There are still few Ukrainian EVs (~50,000 as of 2025), but the market is growing rapidly. In 5-7 years, the first mass batches of batteries (mostly Nissan LEAF, Tesla Model 3) will reach the second-life threshold. Strategic opportunities:

  • Import of second-life modules of the EU — European EV batteries are massively entering the secondary market. The cost of delivery to Germany/Poland is minimal.
  • Telecom towers — 30,000+ base stations in Ukraine need backup power. Second-life BESS 5-20 kWh is an ideal replacement for lead batteries.
  • Agriculture — autonomous power supply of irrigation systems, refrigerating chambers, grain elevators from PV + second-life BESS.
  • Microgrids of critical infrastructure — second-life BESS for schools, hospitals, shelters at a much lower cost.

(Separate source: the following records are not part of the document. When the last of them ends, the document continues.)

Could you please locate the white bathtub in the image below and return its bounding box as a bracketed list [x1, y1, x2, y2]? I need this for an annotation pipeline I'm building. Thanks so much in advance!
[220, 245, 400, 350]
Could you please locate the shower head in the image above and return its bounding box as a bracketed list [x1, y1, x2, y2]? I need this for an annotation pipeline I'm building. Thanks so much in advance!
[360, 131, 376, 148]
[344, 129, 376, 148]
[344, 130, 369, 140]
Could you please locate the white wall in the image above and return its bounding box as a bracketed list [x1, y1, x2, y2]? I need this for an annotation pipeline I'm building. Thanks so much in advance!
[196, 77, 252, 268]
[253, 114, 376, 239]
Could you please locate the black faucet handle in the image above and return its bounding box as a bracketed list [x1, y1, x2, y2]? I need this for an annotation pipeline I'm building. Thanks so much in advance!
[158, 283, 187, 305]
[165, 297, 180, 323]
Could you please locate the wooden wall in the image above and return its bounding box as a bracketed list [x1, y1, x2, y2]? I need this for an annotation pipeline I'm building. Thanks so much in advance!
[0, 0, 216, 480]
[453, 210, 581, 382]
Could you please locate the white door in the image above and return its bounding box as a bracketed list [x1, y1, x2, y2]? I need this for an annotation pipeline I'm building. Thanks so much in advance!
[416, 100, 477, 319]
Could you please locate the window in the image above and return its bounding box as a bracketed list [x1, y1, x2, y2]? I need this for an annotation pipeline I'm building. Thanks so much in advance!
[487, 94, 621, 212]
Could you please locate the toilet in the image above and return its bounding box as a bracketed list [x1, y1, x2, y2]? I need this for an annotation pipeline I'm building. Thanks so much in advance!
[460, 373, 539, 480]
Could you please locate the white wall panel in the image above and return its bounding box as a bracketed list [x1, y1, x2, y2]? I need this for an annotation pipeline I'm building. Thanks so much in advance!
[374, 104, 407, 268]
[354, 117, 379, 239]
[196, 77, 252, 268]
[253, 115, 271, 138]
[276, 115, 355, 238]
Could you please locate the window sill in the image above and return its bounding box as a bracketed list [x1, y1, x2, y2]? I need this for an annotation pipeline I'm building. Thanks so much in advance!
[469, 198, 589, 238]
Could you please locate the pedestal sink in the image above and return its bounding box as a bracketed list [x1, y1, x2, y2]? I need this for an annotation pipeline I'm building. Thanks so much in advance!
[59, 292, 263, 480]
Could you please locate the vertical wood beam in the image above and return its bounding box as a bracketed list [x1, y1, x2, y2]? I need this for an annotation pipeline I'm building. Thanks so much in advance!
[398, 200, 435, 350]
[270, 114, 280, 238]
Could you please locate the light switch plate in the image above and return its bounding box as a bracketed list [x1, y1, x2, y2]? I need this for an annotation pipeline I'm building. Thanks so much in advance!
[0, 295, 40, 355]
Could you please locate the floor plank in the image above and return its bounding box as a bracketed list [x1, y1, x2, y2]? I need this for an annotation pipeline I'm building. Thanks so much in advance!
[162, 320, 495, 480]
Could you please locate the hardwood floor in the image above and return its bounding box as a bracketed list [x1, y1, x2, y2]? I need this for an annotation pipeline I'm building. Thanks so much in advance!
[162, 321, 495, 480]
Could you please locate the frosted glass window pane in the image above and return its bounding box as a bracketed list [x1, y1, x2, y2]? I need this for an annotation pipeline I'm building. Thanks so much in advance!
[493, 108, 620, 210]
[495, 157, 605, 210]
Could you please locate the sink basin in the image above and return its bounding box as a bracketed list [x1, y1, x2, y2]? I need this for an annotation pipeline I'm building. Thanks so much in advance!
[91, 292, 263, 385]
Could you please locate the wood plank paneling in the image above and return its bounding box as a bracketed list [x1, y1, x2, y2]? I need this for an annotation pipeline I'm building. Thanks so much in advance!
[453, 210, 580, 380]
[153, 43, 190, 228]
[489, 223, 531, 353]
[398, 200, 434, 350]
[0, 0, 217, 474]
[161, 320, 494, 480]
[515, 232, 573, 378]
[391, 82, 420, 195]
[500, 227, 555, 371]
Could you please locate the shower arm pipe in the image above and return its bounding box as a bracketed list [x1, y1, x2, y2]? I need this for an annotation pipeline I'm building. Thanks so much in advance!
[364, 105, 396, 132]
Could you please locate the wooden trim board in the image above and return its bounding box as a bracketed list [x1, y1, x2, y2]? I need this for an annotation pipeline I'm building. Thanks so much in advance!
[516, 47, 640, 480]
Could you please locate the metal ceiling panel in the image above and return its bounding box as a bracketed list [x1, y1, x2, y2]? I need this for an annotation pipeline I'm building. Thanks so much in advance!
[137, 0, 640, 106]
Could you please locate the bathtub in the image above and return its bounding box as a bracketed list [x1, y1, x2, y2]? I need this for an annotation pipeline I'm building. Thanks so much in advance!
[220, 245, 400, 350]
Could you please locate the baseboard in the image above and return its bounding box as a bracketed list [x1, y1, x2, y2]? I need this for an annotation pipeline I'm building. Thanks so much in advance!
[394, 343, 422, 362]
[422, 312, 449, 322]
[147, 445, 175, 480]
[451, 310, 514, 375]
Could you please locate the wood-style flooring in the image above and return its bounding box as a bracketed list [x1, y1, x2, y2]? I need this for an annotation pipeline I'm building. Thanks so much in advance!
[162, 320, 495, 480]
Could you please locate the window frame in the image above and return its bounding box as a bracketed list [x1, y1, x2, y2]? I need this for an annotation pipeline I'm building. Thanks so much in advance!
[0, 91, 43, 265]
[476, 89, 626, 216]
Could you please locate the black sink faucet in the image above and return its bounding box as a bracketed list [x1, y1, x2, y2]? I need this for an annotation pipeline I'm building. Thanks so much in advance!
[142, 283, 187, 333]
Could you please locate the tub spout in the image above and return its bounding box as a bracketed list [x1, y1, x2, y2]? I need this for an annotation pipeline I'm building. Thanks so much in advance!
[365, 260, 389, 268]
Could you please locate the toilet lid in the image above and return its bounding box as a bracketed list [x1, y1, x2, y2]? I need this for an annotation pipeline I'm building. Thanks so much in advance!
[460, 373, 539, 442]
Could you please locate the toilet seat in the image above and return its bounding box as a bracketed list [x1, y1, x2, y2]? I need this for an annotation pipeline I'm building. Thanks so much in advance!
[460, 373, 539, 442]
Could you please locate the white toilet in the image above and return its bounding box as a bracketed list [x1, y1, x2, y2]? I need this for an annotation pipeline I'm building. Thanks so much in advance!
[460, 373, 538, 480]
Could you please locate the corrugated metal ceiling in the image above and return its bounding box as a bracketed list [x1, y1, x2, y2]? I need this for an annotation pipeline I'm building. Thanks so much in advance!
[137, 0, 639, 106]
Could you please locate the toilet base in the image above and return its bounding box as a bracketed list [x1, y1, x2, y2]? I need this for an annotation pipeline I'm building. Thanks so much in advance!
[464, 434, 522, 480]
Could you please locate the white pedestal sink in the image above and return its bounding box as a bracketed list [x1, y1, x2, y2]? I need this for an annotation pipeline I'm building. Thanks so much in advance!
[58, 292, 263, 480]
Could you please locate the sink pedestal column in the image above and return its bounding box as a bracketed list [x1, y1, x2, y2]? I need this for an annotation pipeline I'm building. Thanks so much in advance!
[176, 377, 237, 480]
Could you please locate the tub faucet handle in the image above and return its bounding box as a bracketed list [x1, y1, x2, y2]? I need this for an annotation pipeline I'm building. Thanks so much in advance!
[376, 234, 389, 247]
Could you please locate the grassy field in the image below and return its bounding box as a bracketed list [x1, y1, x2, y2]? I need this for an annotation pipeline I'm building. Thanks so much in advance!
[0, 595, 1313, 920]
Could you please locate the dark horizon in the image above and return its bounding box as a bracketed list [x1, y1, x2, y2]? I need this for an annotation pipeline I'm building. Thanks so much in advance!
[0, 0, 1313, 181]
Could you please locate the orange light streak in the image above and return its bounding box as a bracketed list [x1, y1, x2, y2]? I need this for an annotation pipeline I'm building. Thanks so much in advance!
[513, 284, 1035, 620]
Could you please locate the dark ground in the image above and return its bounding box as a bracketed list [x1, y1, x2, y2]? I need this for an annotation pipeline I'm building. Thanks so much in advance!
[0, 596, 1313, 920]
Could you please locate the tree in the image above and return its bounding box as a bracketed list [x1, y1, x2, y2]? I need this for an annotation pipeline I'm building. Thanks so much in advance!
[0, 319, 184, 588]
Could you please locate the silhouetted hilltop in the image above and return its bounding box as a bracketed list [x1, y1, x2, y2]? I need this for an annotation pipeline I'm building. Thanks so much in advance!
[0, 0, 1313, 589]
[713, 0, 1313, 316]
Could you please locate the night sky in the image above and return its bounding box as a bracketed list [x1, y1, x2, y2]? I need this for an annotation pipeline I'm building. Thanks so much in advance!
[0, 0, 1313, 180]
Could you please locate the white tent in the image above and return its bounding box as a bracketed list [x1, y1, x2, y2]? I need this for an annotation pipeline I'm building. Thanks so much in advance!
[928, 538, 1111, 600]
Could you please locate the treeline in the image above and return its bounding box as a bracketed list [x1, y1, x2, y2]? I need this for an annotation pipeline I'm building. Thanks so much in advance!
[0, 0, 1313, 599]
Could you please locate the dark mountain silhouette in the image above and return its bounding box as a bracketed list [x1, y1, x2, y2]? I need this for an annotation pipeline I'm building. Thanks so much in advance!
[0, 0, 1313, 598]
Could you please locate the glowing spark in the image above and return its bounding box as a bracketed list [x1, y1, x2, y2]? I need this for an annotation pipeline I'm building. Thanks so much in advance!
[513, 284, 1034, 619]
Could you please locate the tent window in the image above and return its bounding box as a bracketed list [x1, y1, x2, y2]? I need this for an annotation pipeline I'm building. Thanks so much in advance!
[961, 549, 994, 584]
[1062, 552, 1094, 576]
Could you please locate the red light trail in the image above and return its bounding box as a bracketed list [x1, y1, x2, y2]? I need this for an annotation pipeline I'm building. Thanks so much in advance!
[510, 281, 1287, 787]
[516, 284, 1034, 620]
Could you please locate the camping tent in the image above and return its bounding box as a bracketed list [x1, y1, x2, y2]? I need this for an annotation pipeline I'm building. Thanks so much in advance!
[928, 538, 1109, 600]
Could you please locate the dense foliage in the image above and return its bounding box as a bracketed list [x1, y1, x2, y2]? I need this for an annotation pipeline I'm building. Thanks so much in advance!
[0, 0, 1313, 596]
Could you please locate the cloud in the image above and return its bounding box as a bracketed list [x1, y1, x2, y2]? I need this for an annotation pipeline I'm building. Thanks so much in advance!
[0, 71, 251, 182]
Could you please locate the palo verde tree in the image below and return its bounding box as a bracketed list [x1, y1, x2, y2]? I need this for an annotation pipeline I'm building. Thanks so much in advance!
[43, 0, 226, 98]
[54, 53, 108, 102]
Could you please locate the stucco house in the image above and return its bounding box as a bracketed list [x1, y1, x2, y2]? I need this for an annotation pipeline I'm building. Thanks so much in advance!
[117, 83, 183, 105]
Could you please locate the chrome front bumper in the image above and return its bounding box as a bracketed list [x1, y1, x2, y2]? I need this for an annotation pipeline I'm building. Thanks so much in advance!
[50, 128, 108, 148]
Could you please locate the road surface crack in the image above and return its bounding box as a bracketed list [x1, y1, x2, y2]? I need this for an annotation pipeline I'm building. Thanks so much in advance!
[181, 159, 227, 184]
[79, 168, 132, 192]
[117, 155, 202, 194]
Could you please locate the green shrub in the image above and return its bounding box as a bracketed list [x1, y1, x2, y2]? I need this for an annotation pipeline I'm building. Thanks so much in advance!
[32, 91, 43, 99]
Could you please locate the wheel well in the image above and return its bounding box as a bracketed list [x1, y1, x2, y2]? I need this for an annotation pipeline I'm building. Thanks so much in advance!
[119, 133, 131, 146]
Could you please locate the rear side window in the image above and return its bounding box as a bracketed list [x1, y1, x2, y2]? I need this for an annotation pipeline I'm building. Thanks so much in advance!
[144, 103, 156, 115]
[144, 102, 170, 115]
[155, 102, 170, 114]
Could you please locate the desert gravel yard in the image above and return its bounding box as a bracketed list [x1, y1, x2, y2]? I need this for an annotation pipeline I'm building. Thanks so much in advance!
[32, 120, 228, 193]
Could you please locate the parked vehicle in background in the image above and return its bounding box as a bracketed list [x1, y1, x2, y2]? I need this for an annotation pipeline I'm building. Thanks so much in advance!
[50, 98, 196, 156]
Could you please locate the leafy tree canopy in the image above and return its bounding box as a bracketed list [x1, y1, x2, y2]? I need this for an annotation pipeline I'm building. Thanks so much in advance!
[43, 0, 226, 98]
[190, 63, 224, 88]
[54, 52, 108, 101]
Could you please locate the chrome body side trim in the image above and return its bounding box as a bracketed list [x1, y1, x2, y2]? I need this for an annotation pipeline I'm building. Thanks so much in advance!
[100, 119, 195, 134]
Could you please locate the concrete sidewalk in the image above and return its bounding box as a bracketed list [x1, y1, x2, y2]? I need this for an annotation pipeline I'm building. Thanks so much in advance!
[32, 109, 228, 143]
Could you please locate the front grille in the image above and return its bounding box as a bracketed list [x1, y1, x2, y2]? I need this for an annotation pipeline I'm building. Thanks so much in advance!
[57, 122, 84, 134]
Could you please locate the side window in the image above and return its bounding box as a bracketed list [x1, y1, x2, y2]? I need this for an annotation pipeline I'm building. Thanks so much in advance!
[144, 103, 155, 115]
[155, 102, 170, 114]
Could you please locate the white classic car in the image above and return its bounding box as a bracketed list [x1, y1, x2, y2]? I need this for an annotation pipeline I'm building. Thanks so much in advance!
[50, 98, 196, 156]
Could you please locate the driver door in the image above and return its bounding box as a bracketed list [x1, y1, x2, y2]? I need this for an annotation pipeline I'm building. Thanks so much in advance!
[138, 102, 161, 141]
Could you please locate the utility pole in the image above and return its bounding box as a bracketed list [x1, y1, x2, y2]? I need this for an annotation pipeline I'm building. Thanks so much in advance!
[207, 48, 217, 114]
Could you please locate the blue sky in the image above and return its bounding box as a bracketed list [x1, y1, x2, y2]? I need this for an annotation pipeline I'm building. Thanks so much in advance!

Frequently Asked Questions

Are second-life batteries safe?
Yes, subject to professional testing and recalibration. Before use, each module passes: SOH measurement (capacity, internal resistance), self-discharge test (14 days), insulation check, thermal testing. Modules with anomalies (micro-short circuits, swelling) are rejected and sent for recycling. LFP batteries are much safer than NMC - even degraded, they are not prone to thermal runaway.
What is the warranty on second-life BESS?
Typical warranty from integrators: 3-5 years or 2000-3000 cycles (whichever comes first). Some companies (Connected Energy, Beeplanet Factory) provide up to 10 years of guarantees at the system level. The key factor is BMS quality: the new intelligent BMS compensates for uneven module degradation through cell-level balancing and adaptive charge algorithms.
How much does battery recycling cost in Ukraine?
As of 2025, there are no industrial capacities for lithium-ion recycling in Ukraine. Batteries are exported to Poland (Elemental Strategic Metals), Belgium (Umicore) or Germany. Cost: $800-1500/ton including logistics. This creates an opportunity for a Ukrainian startup: with a volume of 5,000+ tons/year, a hydrometallurgical recycling plant pays for itself in 3-4 years.
Is it possible to mix modules from different manufacturers in a second-life BESS?
Technically possible, but requires advanced BMS. Key constraint: modules must be of the same chemistry (LFP of LFP, NMC of NMC) and close SOH (no more than 5% difference). Different manufacturers = different rated voltage, cell capacity, connectors. Recommendation: form strings of modules of the same manufacturer and model. Different strings can be from different manufacturers if the BMS supports independent management.
What will become of millions of EV batteries in 10 years?
According to McKinsey forecasts, by 2030 years, 1.2 M tons of EV batteries (equivalent to ~600 GW*h) will enter the secondary market annually. 60-70% will go to second-life (BESS, telecom, industrial), 30-40% — directly to recycling. By 2040, recycled lithium will cover 25-30% of new production needs. This creates a market worth $30-50 billion per year.
Does Ukraine fall under the EU Battery Regulation?
Directly - no, but indirectly - yes. Any manufacturer exporting batteries or battery products to the EU must comply with the Regulation. For Ukraine, this applies to: car manufacturers, manufacturers of electric vehicles, BESS integrators working on European projects. In addition, Ukraine is in the process of approximating EU legislation — a similar regulation will appear within 3-5 years after its entry into force in the EU.